İSTANBUL İL MİLLÎ EĞİTİM MÜDÜRLÜĞÜ

İstiklal Marşı 96 Yaşında

İstiklâl Marşı’nın kabulünün 96. yıldönümünde millî şairimiz Mehmet Akif Ersoy anıldı. Edirnekapı Şehitliği’nde Mehmet Akif Ersoy’un kabri başında dualarla başlayan anma programı Eyüp Kültür Merkezi’nde devam etti.  
İstiklal Marşı 96 Yaşında

Anma programına, İstanbul Vali Yardımcısı Ahmet Hamdi Usta, İstanbul Cumhuriyet Başsavcısı İrfan Fidan, İstanbul Millî Eğitim Müdürü Ömer Faruk Yelkenci, Eyüp Kaymakamı Abdullah Dölek, 52. Taktik Zırhlı Tümen Komutanı Tuğgeneral Kazım Dalkıran, Eyüp İlçe Jandarma Komutanı Yüzbaşı Sadık Tatar, Eyüp İlçe Emniyet Müdürü Mustafa Koçyiğit, Eyüp İlçe Millî Eğitim Müdürü Murat Öğütçü, öğrencilerimiz, velilerimiz ve milletimiz katıldı.

Ümide Sarıl Sımsıkı

Programın açılış konuşması yapan İstanbul Millî Eğitim Müdürü Yelkenci, merhum Mehmet Akif Ersoy’un,  yaşadığı zor şartlarda şiirlerinde ve düzyazılarında bizlere anlatmaya ama aynı zamanda uyarmaya çalıştığı hususların aslında bugün çok değişmemiş olduğunu gördüğümüzü ifade ederek “Bugünlerde öncelikle Akif´in bize neler söylediğini can kulağıyla dinlemek gerekir diye düşünüyorum. Bu bağlamda, Akif’in asla kabul etmediği tavırlarından birinin yeis ve karamsarlık olduğunu hatırlamalıyız.  Osmanlı Devletinin en zor zamanlarını yaşadığı yıllarda Akif her daim şu ilkeyle hareket etmiştir:

Âtiyi karanlık görerek azmi bırakmak…

Alçak bir ölüm varsa, emînim, budur ancak.

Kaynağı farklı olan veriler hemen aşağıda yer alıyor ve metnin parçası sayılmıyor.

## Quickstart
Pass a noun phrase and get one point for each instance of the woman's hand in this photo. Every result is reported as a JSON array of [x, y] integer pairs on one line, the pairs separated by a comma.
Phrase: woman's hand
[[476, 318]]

Baştan sona geleceği karanlık görerek azmi bırakmanın yanlış olduğunu anlatan aynı şiirin bir başka beytinde,

‘Ye´s öyle bataktır ki: düşersen boğulursun.

Ümîde sarıl sımsıkı, seyret ne olursun!’  dizeleriyle de ümidin bizim bayrağımız olduğunu,asla karamsarlığın semtine uğramamamız gereken bir bataklık olduğunu etkili bir biçimde ifade ediyor.” şeklinde konuştu.

Yelkenci, millî şairimiz Mehmet Âkif’in,  birlik ve beraberliğin çok önemli olduğunu, vatanımızın bizim için ne kadar kıymetli ve bu vatanı korumanın da ancak bir ve bütün  olmamız sayesinde mümkün olacağını değişik şekillerde şiirlerinde ve İstiklâl Marşında dile getirdiğinin altını çizdi:

Arkadaş! Yurdumu alçaklara uğratma sakın,

Siper et gövdeni, dursun bu hayâsızca akın.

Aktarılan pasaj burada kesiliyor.